Mrs. Kent-Cumberland watched all this with mingled pride and anxiety. In particular she scrutinized the succession of girls who came to stay, in the irreconcilable, ever present fears that Gervase would or would not marry. Either conclusion seemed perilous; a wife for Gervase must be well-born, well-conducted, rich, of stainless reputation, and affectionately disposed to Mrs. Kent-Cumberland; such a mate seemed difficult to find. The estate was clear of the mortgages necessitated by death duties, but dividends were uncertain, and though, as she frequently pointed out, she “never interfered,” simple arithmetic and her own close experience of domestic management convinced her that Gervase would not long be able to support the scale of living which he had introduced.
With so much on her mind, it was inevitable that Mrs. Kent-Cumberland should think a great deal about Tomb and very little about South Australia, and should be rudely shocked to read in one of Tom’s letters that he was proposing to return to England on a visit, with a fiancée and a future father-in-law; that in fact he had already started, was now on the sea and due to arrive in London in a fortnight. Had she read his earlier letters with attention she might have found hints of such an attachment, but she had not done so, and the announcement came to her as a wholly unpleasant surprise.
“Your brother is coming back.”
“Oh, good! When?”
“He is bringing a farmer’s daughter to whom he is engaged—and the farmer. They want to come here.”
“I say, that’s rather a bore. Let’s tell them we’re having the boilers cleaned.”
“You don’t seem to realize that this is a serious matter, Gervase.”
“Oh, well, you fix things up. I dare say it would be all right if they came next month. We’ve got to have the Anchorages some time. We might get both over together.”
In the end it was decided that Gervase should meet the immigrants in London, vet them and report to his mother whether or no they were suitable fellow guests for the Anchorages.
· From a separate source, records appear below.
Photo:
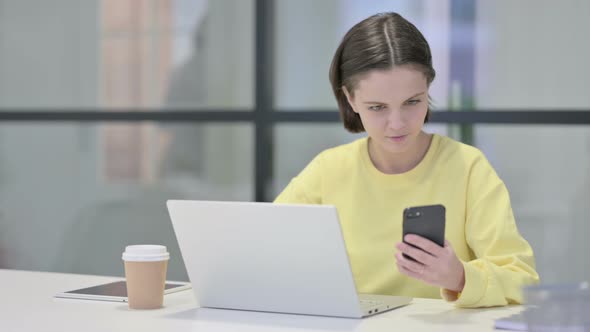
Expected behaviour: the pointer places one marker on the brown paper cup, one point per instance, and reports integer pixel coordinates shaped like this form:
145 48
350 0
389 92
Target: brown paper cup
145 277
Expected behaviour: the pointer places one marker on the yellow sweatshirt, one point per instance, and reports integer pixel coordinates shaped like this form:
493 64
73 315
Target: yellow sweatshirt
479 220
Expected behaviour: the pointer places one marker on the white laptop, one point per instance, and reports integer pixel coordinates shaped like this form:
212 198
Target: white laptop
270 257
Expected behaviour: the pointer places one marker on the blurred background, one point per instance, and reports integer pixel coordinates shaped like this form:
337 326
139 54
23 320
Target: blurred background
110 107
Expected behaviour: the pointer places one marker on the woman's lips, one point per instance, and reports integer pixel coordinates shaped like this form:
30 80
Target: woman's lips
397 138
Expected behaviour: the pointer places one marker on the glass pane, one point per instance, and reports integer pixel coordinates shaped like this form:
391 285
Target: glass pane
72 196
528 55
304 51
148 54
487 54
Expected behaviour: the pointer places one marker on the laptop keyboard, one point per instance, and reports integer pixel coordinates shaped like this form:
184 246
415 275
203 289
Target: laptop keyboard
369 303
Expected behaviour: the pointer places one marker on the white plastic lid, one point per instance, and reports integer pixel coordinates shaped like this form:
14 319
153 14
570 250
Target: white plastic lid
145 253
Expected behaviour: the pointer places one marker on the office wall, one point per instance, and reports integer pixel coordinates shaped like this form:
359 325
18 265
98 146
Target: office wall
533 55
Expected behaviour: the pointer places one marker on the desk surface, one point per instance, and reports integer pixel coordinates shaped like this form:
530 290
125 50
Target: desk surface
27 304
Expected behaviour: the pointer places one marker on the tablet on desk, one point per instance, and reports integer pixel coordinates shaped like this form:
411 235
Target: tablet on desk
115 291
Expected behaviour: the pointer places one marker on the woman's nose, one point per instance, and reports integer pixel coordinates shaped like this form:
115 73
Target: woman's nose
395 120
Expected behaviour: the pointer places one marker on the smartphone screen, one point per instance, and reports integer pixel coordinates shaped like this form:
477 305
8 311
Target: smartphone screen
427 221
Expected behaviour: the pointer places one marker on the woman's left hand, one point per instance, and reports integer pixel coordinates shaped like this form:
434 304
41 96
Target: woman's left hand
435 265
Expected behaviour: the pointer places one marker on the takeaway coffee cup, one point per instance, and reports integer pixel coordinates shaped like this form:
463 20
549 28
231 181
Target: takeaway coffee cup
145 273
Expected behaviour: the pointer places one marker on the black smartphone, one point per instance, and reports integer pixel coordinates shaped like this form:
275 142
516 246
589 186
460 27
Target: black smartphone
427 221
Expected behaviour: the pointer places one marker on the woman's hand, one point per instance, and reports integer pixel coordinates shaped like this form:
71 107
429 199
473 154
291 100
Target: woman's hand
434 264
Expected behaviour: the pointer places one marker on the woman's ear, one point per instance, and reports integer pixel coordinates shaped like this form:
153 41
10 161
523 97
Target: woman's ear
349 98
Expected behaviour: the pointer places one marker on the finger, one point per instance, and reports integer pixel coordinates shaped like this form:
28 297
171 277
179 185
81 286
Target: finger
417 254
424 244
409 273
409 265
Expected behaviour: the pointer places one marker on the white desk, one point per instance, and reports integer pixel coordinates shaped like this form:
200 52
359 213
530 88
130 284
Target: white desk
27 304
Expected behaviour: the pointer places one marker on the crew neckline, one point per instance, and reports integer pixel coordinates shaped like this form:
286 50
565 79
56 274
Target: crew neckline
409 175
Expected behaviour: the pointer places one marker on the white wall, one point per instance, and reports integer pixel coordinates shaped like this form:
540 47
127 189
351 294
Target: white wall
534 54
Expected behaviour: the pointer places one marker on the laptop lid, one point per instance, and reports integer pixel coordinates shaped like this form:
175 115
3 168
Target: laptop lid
265 257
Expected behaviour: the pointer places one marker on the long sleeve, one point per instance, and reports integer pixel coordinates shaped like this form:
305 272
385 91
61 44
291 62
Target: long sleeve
504 260
305 188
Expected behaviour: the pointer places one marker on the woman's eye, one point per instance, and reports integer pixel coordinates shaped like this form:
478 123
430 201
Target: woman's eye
376 107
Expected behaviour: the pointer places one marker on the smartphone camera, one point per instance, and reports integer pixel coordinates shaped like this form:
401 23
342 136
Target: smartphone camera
413 214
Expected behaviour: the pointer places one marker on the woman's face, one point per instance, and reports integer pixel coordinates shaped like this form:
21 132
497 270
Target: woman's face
392 105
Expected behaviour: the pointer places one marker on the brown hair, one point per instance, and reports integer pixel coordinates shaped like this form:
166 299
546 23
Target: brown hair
378 42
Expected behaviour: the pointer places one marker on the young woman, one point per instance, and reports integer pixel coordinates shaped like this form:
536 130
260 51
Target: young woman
380 76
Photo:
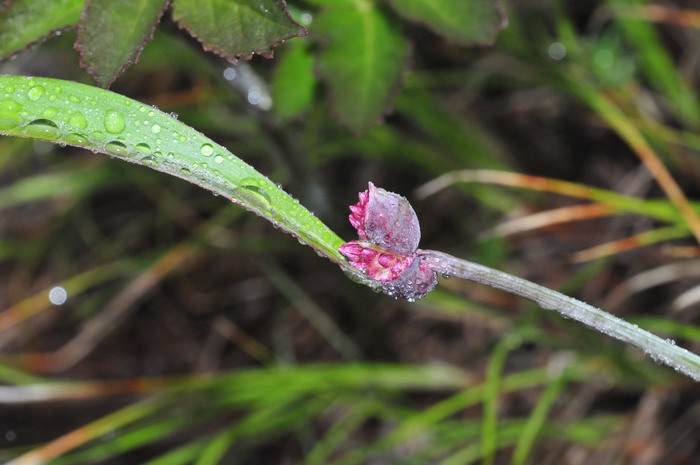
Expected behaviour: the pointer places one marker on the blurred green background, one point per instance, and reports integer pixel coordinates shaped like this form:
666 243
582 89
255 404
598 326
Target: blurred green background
185 330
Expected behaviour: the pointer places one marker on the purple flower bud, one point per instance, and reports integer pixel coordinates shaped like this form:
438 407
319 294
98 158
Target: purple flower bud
389 235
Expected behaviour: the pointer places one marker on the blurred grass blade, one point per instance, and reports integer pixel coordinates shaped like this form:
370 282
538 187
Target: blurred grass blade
657 65
26 22
112 34
70 113
658 209
294 82
362 62
492 389
538 418
629 243
464 21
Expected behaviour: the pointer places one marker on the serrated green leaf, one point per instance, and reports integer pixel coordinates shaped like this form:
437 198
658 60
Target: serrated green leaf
237 28
294 81
112 34
362 61
464 21
26 22
84 116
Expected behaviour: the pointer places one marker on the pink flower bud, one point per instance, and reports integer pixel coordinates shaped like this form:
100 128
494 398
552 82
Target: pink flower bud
389 235
387 220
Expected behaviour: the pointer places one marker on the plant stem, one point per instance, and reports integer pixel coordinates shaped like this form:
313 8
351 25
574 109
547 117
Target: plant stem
662 351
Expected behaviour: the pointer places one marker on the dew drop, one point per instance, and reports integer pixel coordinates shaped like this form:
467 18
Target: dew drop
207 150
78 120
114 122
9 119
249 192
116 147
143 148
76 138
50 112
10 105
35 93
42 128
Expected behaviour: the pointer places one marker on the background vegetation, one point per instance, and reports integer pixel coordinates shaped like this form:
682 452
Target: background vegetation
194 332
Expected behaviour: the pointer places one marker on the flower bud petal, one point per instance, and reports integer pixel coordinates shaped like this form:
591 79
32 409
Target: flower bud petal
415 282
390 222
378 264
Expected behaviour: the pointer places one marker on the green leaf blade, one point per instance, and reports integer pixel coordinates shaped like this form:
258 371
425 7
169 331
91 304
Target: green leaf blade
294 82
84 116
112 34
24 23
362 63
242 27
465 21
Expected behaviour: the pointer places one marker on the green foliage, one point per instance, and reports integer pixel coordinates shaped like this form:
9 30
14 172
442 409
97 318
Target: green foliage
294 82
467 21
26 22
360 89
223 319
103 121
237 28
111 35
363 50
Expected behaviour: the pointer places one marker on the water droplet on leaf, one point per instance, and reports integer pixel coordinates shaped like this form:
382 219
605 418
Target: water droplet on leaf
116 147
9 119
207 150
143 148
35 93
42 128
76 139
114 122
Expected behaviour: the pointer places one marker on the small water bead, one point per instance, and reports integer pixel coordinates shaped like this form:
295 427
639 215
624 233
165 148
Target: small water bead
42 128
207 150
143 148
10 105
116 147
78 120
50 112
76 139
114 122
250 192
35 93
9 119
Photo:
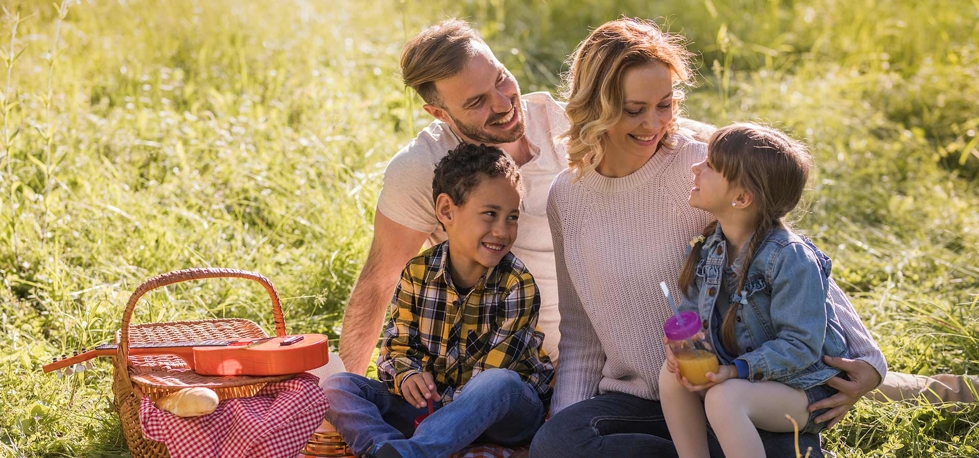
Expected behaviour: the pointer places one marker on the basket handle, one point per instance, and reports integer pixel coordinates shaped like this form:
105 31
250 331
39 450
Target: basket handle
198 273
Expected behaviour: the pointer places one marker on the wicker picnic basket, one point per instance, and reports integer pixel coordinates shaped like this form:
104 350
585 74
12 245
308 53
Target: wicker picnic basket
136 377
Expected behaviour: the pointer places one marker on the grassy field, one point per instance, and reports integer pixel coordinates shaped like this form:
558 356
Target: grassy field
140 137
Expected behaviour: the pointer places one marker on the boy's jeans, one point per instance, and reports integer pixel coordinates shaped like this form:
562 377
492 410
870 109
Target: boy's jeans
495 405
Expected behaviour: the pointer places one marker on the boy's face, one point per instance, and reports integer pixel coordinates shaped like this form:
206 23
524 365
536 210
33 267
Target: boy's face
481 230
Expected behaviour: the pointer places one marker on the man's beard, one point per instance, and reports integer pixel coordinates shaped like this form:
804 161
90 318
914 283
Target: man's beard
479 135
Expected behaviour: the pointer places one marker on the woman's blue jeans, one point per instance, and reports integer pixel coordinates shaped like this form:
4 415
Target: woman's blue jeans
620 425
496 405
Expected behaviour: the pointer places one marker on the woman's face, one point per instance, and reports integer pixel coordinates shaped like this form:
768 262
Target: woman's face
646 114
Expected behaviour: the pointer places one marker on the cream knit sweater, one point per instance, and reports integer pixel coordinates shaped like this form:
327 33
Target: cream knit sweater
615 239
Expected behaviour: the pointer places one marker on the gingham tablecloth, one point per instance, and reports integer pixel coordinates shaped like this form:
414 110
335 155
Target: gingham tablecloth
490 451
274 423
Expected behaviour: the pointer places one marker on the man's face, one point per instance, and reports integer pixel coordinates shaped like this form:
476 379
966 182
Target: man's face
482 102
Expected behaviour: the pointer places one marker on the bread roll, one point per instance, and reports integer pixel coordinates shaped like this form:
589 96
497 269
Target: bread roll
190 402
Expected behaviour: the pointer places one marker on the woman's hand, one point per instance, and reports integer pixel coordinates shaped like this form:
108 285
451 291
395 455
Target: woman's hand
418 388
862 379
723 373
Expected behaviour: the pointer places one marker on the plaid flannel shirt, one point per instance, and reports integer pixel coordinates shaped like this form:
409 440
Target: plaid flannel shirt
432 329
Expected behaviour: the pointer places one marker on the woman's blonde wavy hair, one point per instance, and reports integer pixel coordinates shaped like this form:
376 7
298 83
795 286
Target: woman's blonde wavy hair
593 85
A week later, on his return to Tomb, his mother greeted him anxiously.
“Well? You never wrote?”
“Wrote, why should I? I never do. I say, I haven’t forgotten a birthday or anything, have I?”
“Don’t be absurd, Gervase. I mean, about your brother Tom’s unfortunate entanglement. Did you see the girl?”
“Oh, that. Yes, I went and had dinner with them. Tom’s done himself quite well. Fair, rather fat, saucer-eyed, good-tempered I should say by her looks.”
“Does she—does she speak with an Australian accent?” “Didn’t notice it.”
“And the father?”
“Pompous old boy.”
“Would he be all right with the Anchorages?”
“I should think he’d go down like a dinner. But they can’t come. They are staying with the Chasms.”
“Indeed! What an extraordinary thing. But, of course, Archie Chasm was Governor-General once. Still, it shows they must be fairly respectable. Where are they staying?”
“Claridges.”
“Then they must be quite rich, too. How very interesting. I will write this evening.”